And since I'm about to lend out P.G. Wodehouse's A Damsel in Distress, here's a passage I'd marked to share, in which Lord Marshmoreton, an English aristocrat, attempts to explain why he cannot permit his daughter to marry the American composer George Bevan:
Lord Marshmoreton: Ours is an old family, I would like to remind you that there were Marshmoretons in Belpher before the War of the Roses.
Mr. Bevan: There were Bevans in Brooklyn before the B.R.T.
Lord Marshmoreton: I beg your pardon?
Mr. Bevan: I was only pointing out that I can trace my ancestry a long way. You have to trace things a long way in Brooklyn, if you want to find them.

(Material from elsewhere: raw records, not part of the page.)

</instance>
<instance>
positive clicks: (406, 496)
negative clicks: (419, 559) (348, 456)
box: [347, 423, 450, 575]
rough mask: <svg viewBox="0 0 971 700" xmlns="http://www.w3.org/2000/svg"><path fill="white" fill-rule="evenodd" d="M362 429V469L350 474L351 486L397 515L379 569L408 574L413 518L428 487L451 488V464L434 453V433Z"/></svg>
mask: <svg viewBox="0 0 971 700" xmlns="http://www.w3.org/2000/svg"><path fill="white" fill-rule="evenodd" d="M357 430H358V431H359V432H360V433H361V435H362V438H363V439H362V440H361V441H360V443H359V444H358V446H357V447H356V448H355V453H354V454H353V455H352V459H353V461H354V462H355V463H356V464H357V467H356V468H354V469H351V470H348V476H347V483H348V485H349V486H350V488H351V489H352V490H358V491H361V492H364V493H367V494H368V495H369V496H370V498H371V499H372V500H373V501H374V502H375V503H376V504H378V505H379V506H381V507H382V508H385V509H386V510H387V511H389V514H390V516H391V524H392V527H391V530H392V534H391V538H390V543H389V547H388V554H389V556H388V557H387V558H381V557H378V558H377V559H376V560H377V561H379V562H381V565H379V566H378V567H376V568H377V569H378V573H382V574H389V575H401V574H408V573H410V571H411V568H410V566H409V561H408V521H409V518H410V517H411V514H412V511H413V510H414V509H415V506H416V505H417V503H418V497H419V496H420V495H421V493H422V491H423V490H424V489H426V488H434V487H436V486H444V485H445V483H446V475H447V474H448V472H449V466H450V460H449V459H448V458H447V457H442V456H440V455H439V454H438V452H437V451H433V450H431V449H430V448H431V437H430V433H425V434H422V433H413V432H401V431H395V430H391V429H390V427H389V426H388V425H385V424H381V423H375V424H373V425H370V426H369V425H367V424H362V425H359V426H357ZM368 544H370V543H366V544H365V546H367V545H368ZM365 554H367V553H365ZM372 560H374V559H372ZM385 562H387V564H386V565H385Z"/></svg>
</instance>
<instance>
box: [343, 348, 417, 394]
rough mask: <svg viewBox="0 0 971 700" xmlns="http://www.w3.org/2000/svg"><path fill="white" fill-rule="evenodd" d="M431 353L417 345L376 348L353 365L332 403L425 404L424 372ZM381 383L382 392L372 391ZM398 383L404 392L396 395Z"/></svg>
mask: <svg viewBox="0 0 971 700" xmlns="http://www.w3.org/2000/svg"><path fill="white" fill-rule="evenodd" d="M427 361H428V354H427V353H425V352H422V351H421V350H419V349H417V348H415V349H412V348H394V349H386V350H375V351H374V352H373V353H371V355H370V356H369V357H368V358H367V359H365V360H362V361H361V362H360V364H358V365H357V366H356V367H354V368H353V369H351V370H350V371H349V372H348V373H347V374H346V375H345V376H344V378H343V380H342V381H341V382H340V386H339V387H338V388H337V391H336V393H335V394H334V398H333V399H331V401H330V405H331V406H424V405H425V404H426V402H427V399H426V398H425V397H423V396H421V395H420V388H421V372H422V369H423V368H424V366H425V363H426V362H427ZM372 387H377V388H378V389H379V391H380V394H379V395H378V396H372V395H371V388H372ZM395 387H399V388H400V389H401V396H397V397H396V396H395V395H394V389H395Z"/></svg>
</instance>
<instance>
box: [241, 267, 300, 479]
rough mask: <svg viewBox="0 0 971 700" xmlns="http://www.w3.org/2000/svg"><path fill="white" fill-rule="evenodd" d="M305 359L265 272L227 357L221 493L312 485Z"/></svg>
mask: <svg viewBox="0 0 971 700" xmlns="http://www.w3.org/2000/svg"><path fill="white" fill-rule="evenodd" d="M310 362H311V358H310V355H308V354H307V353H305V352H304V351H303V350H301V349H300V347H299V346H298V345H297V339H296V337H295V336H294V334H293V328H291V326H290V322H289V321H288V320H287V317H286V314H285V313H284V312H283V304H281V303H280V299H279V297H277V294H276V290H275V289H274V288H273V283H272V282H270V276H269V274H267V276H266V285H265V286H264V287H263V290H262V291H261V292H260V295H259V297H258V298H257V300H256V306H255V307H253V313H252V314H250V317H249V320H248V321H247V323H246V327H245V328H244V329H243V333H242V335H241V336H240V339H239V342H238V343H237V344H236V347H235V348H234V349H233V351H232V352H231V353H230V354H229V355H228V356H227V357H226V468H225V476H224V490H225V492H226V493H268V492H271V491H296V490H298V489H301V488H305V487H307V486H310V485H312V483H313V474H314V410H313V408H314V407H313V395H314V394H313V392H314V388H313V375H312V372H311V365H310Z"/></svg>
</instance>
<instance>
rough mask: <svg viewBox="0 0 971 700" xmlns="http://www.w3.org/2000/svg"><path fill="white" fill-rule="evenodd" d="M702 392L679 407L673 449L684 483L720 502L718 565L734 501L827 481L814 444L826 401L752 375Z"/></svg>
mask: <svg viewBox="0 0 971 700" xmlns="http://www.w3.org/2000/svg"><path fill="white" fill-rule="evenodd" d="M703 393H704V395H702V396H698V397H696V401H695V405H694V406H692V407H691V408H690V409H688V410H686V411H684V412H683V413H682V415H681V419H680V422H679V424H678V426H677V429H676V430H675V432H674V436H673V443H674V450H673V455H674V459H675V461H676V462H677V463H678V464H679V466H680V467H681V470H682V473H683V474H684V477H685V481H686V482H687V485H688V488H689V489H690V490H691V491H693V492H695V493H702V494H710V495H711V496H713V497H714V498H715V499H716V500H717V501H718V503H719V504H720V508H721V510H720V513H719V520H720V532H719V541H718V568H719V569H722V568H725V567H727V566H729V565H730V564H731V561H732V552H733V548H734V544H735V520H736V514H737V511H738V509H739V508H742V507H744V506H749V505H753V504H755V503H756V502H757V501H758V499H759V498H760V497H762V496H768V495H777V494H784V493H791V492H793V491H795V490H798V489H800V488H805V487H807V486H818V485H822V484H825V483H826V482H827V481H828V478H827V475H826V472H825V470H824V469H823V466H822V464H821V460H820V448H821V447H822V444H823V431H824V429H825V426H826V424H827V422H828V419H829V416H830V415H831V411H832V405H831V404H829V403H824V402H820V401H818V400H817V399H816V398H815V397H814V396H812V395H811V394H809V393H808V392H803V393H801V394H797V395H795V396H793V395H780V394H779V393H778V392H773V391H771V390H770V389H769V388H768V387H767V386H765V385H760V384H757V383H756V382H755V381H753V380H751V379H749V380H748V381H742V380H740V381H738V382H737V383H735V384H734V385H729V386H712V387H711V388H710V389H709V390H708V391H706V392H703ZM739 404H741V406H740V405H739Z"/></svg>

Lord Marshmoreton: I have never heard of Brooklyn.
Mr. Bevan: You've heard of New York?
Lord Marshmoreton: Certainly.
Mr. Bevan: New York's one of the outlying suburbs.
--P.G. Wodehouse, A Damsel in Distress, ch. 16
(Editorial comment: The "B.R.T." to which Mr. Bevan refers is "Brooklyn Rapid Transit," a precursor to the current New York City transit system. Apparently, the book was later made into a movie starring Fred Astaire and Gracie Allen.)